Noble Energy says it will make a final investment decision on two large gas fields in Israel in about a year's time, a day after the country's prime minister promised to fast-track the projects.
Nov 2 (Reuters) - U.S. oil and gas producer Noble Energy Inc said on Monday it would make a final investment decision on two large gas fields in Israel in about a year's time, a day after the country's prime minister promised to fast-track the projects.
Prime Minister Benjamin Netanyahu said on Sunday he would take control of the economy ministry - after a minister who had been holding up the plan stepped down - and give final approval to a framework deal with Noble and Israel's Delek Group .
"Yesterday's announcement from the Prime Minister's office is a further indication of the commitment to moving forward with gas development," Noble's Chief Executive David Stover said on a post-earnings call on Monday.
Shares of Noble, which cut its 2015 capital budget by $100 million and raised its sale volume forecast for the current quarter, rose nearly 8 percent to $38.56 in morning trade.
The framework deal reached in August gives control of Israel's largest gas field, Leviathan, to a consortium led by Noble and Delek.
Leviathan, a massive field with reserves of 22 trillion cubic feet (tcf), was initially slated to begin production in 2018 with most of the gas earmarked for exports.
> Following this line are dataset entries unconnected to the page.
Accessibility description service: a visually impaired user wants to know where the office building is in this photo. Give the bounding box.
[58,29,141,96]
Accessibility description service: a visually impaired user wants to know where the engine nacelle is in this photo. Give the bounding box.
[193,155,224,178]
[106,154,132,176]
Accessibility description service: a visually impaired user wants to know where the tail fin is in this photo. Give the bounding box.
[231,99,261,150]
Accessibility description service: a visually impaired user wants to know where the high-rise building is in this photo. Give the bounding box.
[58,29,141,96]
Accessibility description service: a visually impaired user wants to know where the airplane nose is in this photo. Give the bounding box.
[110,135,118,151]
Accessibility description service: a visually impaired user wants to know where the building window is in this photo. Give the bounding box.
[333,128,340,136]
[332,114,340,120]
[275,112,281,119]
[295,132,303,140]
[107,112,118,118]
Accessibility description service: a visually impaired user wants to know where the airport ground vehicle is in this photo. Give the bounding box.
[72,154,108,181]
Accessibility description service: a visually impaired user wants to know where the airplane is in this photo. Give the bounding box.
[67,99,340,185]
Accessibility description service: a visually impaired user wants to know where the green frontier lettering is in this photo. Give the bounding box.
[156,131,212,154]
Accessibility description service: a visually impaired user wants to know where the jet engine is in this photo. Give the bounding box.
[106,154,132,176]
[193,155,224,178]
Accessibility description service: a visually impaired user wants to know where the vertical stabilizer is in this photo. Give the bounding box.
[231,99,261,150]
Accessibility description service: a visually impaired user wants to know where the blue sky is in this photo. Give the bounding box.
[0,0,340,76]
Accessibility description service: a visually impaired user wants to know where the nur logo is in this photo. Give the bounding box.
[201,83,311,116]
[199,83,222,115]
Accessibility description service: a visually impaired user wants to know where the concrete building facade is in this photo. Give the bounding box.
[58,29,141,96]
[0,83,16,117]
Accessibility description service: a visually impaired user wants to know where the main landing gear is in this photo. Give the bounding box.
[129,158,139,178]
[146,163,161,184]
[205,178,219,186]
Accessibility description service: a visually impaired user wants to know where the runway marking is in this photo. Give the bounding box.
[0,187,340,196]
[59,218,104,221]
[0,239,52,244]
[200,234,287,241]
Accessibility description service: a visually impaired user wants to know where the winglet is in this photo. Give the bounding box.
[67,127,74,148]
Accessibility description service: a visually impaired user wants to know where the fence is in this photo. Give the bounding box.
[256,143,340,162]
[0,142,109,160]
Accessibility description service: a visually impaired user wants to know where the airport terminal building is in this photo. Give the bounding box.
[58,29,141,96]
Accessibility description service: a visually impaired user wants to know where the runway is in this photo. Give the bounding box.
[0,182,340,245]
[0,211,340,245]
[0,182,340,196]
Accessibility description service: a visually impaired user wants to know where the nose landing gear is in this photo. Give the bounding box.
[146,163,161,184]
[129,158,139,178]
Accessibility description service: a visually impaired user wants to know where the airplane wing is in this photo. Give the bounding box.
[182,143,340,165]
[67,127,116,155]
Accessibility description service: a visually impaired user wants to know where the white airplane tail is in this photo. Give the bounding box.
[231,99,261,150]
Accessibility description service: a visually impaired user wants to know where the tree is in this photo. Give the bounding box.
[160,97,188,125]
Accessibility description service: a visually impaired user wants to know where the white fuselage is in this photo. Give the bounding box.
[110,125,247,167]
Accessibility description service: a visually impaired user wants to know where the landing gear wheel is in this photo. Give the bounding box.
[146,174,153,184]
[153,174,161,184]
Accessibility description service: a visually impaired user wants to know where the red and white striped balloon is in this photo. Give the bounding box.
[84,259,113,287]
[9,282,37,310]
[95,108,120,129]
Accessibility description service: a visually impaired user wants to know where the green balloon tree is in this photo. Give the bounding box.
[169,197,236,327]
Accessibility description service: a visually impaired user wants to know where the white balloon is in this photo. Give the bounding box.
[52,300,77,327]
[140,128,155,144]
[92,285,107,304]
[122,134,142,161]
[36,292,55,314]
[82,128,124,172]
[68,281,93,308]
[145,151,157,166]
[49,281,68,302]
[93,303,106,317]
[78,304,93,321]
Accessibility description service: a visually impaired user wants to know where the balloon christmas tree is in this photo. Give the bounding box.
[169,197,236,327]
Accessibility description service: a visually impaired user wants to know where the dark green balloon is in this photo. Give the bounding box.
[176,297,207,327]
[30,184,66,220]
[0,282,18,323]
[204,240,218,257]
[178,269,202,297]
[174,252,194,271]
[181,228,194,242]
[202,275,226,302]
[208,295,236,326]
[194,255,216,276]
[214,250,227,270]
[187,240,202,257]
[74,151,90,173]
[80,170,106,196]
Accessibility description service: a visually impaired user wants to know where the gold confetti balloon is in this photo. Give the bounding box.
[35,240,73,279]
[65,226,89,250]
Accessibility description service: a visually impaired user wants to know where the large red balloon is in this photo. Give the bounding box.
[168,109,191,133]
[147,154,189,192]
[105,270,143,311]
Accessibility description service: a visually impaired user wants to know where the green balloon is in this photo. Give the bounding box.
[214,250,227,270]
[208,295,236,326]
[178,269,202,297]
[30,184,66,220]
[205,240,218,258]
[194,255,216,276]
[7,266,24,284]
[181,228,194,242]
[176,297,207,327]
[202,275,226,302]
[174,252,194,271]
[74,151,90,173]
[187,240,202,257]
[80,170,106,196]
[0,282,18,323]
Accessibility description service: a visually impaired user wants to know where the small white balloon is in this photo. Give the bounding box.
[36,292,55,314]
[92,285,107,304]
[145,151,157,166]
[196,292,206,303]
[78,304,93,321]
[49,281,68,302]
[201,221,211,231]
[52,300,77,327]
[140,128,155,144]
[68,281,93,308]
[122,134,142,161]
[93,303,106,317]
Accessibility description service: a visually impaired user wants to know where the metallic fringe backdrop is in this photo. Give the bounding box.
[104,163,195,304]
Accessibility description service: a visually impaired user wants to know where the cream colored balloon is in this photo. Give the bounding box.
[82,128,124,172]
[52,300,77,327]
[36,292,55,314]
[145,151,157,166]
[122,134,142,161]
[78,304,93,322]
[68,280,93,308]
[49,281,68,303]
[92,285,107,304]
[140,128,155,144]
However, development has been delayed due to opposition over waiving antitrust laws to give rapid approval to the framework deal.
First production would take about 3-4 years from the final investment decision (FID), Stover said on the call.
Noble also owns a large stake in Tamar, another field offshore Israel's Mediterranean coast that started production in 2013 and has reserves of 10 tcf.
Noble is looking at two separate FIDs for Tamar and Leviathan, Stover said.
The company, which also operates in U.S. shale fields and offshore Gulf of Mexico and West Africa, said it now plans to spend less than $3 billion in 2015.
Noble, which acquired Rosetta Resources in a $2 billion deal earlier this year, raised its fourth-quarter sales volume forecast to 385,000-405,000 barrels of oil equivalent per day (boepd) from 375,000-400,000 boepd.
The company's net loss was $283 million, or 67 cents per share, in the third quarter ended Sept. 30, compared with a profit of $419 million, or $1.12 per share, a year earlier.
The adjusted loss was 21 cents per share, steeper than the average analyst estimate of 18 cents, according to Thomson Reuters I/B/E/S.
Total revenue fell 37 percent to $801 million, lagging analysts' estimate of $955.3 million.